La madrugada
Cuando llegó Sabath para devolverle la garantía del
arriendo, la suite estaba medianamente arreglada, atiborrada de libros, botellas
de vino y periódicos. Ese maldito yo
estaba en la mesa de noche. Una relación había llegado a su fin y ya solo
quedaba el sexo de reconciliación para volver a irse, a huir. Ahí estaba Corrientes,
la calle a la que había aprendido a conocer por Borges; se había sentado en la
puerta de la Biblioteca Nacional por la que tantas veces debió haber pasado
Borges; recorrió el centro de Buenos Aires en busca de su casa. Nunca preguntó
nada, porque no deseaba parecer turista. Conocer los mitos de su existencia era
su gran pasión. Ya había conocido el hotel donde Thomas Mann escribió Carlota
en Weimar y donde Goethe presidía la mesa en su comedor alejado de la cocina.
<<Lees mucho>>, le dijo Sabath, al contemplar las pilas de libros
arrumadas en las paredes. <<Algo>>, dijo Juan, todavía de pie
mirando Corrientes, con una copa de vino pegada a su mano. En Weimar brindó por
Goethe, por las penas del joven Werther, por los colores, por ese pacto con el
diablo donde los dos prometían no hacerse daño. Su vida había transcurrido
demasiado a prisa; después de Weimar fue a Dresde donde lloró mirando la ópera
en un teatro reconstruido después de la segunda guerra mundial. Lloró en
silencio. En Hamburgo tenía una cita con Rocío. Esa noche llegó a su hotel y
caminaron por calles desconocidas para él hasta llegar al puerto donde tuvieron
una cena agradable. Y ahí estaba de nuevo en Hamburgo, con Rocío y Maribel
vitrineando. <<Tiffany’s>>, les dijo. <<Y qué es eso>>,
preguntó Maribel. <<Truman Capote, el olor a cuero y plata en la Quinta Avenida,
el desayuno. Un café>>, dijo Juan. <<Verás, a mí me hablas en castellano>>,
dijo Rocío. <<Típico de Rocío, una vez vino y me dijo ni sabes, me compré
una blusa de marca. Y cuando le pregunté qué marca dijo que no sabía, pero
tenía una etiqueta con una marca>>, le dijo Beatriz cuando le contó que
ni Maribel ni Rocío conocían Tiffany’s.
En ese día soleado en Hamburgo le contó a Rocío que se iba a
suicidar. <<No puedes>>, le dijo. <<Soy pobre, me casé y
necesito por lo menos dos años para recuperarme. Y si no voy a tu funeral tus
hermanas van a hablar pestes de mí>>, le dijo. <<Sí Juanito, yo
tampoco podría viajar a tu funeral. También estoy pobre, divorciada y recién me
estoy mudando de Brasil>>, le dijo Maribel. <<Ya sé. Si te suicidas
les voy a decir a tus hermanas: verán, yo ya hablé con el difunto y le dije que
no podía ir a su funeral>>, dijo muerta de la risa por su ocurrencia.

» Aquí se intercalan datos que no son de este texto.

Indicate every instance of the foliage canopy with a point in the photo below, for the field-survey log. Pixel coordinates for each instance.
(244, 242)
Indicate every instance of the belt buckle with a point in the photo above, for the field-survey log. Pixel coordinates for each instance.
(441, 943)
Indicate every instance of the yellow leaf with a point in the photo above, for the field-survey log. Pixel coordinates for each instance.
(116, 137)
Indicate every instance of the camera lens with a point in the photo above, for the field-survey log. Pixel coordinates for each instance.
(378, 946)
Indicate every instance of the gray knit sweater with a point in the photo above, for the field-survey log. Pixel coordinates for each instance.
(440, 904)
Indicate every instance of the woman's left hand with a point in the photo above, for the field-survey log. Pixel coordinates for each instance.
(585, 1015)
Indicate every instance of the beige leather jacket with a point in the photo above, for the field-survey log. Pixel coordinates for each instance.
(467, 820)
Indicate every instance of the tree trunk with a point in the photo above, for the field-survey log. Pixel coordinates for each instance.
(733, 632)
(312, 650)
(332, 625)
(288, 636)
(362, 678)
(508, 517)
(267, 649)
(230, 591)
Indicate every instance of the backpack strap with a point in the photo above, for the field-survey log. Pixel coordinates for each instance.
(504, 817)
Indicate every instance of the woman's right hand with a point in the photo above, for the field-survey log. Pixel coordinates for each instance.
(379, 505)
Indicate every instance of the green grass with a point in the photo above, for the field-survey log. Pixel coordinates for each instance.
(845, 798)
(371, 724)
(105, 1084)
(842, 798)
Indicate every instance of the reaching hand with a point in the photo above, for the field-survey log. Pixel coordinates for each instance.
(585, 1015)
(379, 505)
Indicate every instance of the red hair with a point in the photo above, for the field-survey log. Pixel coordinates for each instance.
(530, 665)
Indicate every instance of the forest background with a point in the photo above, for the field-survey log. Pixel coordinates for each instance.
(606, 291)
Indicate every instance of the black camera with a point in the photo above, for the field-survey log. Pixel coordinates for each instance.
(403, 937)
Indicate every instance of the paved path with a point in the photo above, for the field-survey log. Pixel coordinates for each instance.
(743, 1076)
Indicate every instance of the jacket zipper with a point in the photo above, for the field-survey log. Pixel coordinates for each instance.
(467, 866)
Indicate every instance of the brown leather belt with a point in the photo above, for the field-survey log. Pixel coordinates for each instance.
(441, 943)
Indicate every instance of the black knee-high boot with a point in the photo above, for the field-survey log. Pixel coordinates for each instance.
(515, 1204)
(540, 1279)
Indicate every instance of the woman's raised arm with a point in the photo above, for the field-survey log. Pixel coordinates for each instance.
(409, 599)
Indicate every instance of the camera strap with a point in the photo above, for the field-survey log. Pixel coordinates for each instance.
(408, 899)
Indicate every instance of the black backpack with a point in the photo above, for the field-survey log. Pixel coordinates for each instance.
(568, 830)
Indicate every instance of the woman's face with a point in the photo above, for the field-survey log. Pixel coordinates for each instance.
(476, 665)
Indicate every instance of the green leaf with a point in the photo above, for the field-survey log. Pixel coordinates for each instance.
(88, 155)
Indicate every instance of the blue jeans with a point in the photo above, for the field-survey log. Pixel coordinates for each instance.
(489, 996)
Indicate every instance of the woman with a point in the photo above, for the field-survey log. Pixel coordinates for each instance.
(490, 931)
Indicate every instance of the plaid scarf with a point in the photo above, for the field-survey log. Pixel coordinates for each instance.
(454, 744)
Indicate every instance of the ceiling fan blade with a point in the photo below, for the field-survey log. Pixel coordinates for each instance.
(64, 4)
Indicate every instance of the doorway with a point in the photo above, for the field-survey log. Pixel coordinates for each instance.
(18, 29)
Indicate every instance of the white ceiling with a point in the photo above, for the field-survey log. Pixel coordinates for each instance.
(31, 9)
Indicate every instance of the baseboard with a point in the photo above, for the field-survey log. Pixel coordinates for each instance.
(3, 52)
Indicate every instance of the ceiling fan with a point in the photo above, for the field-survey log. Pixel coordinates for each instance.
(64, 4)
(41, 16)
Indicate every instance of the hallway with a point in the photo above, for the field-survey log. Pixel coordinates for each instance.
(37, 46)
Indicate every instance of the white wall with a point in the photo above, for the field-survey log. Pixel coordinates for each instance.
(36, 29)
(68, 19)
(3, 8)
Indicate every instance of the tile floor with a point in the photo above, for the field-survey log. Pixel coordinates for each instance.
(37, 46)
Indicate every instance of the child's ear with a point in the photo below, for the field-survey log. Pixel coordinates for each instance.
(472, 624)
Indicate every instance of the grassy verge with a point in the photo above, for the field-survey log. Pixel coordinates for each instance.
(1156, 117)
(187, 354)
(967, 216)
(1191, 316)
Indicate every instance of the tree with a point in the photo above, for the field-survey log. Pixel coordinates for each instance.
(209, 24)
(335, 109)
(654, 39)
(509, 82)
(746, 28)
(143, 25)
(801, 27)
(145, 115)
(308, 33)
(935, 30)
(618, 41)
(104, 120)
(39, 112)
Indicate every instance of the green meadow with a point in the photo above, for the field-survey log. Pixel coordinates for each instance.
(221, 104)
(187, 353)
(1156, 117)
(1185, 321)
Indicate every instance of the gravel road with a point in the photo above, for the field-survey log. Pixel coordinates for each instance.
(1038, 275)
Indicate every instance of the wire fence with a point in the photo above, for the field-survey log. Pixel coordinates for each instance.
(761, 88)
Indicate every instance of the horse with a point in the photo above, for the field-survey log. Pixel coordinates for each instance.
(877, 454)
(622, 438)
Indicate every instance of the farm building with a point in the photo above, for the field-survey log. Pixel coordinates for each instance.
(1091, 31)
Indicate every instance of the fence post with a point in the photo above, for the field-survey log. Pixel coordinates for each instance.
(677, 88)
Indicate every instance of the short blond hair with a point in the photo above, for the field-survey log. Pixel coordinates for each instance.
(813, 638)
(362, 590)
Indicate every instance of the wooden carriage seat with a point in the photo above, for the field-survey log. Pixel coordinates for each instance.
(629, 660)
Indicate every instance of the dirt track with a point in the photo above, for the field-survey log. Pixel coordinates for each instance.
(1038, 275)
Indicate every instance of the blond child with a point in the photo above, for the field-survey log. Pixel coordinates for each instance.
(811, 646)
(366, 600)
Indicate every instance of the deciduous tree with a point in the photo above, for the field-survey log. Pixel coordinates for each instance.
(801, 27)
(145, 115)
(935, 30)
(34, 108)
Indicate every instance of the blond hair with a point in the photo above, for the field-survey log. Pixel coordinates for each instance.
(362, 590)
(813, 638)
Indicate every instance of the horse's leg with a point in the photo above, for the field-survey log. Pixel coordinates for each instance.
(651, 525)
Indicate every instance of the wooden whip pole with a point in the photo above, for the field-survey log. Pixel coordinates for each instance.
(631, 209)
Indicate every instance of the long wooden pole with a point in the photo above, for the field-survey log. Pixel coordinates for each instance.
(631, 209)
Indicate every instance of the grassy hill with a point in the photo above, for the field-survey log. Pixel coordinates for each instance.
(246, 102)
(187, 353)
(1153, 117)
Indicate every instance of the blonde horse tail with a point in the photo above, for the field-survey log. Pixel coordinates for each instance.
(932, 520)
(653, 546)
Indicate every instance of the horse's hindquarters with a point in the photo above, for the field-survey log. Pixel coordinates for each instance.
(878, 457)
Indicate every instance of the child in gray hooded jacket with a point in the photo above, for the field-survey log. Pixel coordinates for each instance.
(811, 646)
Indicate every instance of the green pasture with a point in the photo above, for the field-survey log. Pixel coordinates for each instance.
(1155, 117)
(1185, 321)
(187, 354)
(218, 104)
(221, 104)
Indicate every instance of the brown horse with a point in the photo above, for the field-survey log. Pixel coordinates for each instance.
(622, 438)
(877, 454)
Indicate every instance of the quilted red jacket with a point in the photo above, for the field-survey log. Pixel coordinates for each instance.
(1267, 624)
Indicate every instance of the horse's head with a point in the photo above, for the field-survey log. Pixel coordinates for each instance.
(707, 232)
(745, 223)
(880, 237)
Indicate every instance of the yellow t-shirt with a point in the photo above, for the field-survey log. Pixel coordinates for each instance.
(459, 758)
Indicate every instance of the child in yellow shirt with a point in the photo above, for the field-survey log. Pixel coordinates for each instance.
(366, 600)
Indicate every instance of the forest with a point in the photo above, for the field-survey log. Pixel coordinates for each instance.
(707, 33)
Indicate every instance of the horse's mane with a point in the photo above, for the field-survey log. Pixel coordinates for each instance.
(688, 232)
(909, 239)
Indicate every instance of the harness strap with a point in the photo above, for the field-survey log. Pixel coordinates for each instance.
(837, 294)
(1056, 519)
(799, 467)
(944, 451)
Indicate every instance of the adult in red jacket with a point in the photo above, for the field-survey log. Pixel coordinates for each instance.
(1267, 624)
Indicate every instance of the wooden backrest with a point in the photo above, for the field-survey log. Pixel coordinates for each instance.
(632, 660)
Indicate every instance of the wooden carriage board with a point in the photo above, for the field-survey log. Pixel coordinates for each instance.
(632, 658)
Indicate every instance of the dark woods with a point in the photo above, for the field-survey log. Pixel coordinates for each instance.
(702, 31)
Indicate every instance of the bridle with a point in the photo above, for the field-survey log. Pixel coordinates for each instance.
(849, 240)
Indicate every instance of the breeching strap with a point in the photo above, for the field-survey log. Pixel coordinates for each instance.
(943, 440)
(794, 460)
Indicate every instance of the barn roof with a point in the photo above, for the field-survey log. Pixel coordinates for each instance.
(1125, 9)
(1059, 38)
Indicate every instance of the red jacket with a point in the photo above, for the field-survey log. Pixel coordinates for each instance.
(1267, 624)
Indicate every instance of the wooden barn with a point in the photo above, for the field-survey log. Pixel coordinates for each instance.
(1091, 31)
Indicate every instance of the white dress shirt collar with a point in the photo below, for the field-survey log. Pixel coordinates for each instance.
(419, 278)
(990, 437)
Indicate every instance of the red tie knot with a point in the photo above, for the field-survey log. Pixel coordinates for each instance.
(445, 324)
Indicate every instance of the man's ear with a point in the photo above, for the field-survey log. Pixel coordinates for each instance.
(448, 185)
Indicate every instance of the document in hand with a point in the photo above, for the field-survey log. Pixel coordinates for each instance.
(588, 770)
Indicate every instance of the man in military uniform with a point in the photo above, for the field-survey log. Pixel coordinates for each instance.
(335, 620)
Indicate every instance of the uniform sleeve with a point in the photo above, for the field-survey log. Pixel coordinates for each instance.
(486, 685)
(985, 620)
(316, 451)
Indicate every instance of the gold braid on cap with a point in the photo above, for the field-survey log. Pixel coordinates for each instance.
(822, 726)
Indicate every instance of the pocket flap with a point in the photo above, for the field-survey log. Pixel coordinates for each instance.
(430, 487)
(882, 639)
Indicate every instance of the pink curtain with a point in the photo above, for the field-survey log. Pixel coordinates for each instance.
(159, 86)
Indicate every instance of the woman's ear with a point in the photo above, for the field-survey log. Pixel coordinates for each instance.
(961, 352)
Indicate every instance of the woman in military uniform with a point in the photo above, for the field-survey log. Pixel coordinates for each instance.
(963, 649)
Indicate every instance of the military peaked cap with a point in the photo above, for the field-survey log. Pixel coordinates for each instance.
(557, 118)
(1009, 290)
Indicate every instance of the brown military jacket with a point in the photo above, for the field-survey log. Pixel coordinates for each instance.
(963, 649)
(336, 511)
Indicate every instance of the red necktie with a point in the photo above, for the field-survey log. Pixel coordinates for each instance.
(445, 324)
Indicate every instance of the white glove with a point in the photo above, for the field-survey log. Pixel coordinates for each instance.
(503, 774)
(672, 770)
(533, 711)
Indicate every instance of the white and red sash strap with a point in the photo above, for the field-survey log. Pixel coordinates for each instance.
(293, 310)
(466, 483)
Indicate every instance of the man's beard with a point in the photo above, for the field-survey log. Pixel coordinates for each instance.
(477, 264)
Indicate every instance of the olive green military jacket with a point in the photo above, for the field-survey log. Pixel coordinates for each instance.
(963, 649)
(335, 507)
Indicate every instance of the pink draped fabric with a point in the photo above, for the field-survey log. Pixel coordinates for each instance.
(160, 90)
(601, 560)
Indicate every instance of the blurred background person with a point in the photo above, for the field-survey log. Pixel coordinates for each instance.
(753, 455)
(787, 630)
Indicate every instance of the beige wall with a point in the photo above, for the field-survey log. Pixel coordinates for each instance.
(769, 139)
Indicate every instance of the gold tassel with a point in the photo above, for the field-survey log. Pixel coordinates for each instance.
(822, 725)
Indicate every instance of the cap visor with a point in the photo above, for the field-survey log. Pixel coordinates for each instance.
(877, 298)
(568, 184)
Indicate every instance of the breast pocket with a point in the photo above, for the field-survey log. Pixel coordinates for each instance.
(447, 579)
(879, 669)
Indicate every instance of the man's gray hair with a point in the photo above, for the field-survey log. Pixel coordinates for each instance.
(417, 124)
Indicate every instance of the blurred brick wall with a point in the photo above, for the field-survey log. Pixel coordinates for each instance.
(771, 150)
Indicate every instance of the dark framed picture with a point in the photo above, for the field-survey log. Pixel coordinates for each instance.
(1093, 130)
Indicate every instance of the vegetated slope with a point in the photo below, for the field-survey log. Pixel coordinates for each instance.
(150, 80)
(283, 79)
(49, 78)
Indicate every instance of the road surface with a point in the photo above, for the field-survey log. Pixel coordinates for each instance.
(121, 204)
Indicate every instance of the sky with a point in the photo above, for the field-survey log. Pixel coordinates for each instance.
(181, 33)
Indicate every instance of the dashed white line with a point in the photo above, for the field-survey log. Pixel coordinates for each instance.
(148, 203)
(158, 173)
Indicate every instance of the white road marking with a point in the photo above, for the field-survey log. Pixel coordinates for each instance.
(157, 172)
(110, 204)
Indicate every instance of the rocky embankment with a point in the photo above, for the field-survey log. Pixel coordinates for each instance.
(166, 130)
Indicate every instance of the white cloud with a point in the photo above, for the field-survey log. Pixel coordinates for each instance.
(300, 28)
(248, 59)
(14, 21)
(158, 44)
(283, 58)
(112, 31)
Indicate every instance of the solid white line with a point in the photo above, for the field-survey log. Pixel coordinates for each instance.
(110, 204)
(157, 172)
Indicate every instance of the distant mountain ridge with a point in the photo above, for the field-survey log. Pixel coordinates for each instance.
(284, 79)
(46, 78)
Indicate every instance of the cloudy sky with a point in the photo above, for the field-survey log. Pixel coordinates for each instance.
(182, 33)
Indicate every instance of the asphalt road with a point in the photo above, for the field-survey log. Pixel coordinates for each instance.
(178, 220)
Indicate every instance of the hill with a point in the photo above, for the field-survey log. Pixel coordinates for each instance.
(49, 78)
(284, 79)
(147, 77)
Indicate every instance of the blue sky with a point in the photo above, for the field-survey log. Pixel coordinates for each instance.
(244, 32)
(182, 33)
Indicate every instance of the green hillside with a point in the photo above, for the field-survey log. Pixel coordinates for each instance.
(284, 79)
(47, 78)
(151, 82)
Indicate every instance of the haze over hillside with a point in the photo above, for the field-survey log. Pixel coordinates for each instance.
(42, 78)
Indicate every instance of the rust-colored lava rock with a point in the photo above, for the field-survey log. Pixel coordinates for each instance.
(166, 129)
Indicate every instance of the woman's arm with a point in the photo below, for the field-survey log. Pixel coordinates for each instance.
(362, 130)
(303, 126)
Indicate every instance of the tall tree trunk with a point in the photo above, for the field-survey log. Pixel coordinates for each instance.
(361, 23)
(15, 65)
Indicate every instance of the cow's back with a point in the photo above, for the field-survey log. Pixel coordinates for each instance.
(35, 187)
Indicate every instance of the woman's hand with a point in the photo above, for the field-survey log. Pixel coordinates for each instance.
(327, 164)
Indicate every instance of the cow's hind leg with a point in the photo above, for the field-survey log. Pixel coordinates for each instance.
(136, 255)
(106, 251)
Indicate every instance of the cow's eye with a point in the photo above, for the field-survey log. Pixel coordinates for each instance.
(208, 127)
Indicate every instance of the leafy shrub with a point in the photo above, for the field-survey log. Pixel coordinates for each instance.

Volvían a ser los niños a los que nada importaba, solo las risas y el olvido,
nada más, ni el hambre, ni la olla de presión explotando ad infinitum interesaban. Y de pronto se convirtió en la hermana
mayor, en la niña obligada a sobrevivir; que se levantó de su caída en los
rieles del tren de una de las estaciones de Hamburgo y decidió seguir viviendo.
Su elección fue la vida. <<Verás que si te encuentran con licor te sacan
del tren>>, le dijo en su viaje de regreso a Bremen a modo de reprimenda. <<En primera
clase nunca te dicen nada de eso>>, le dijo Juan.
Al volver a casa, Liz los esperaba con sus gritos, con su más, más, más. Y al día siguiente Torsten le llevó a un polígono de tiro. Disparó y disparó una y otra vez. <<Y contra quién disparas>>, le preguntó alguna vez Lorena. <<Contra mi conciencia>>, le dijo. Fue la última vez que la vio, después de eso ella desapareció porque había ido tras un nuevo romance como en Desayuno en Tiffany’s. Y él se quedó en casa huyendo de sus fantasmas. Por alguna extraña razón había entendido el correr de las horas, del tiempo, de Sabath, de Borges, de Goethe. Y volvió a mirar el amanecer, la madrugada del beso estampado en un libro que nunca se perdía en sus mudanzas.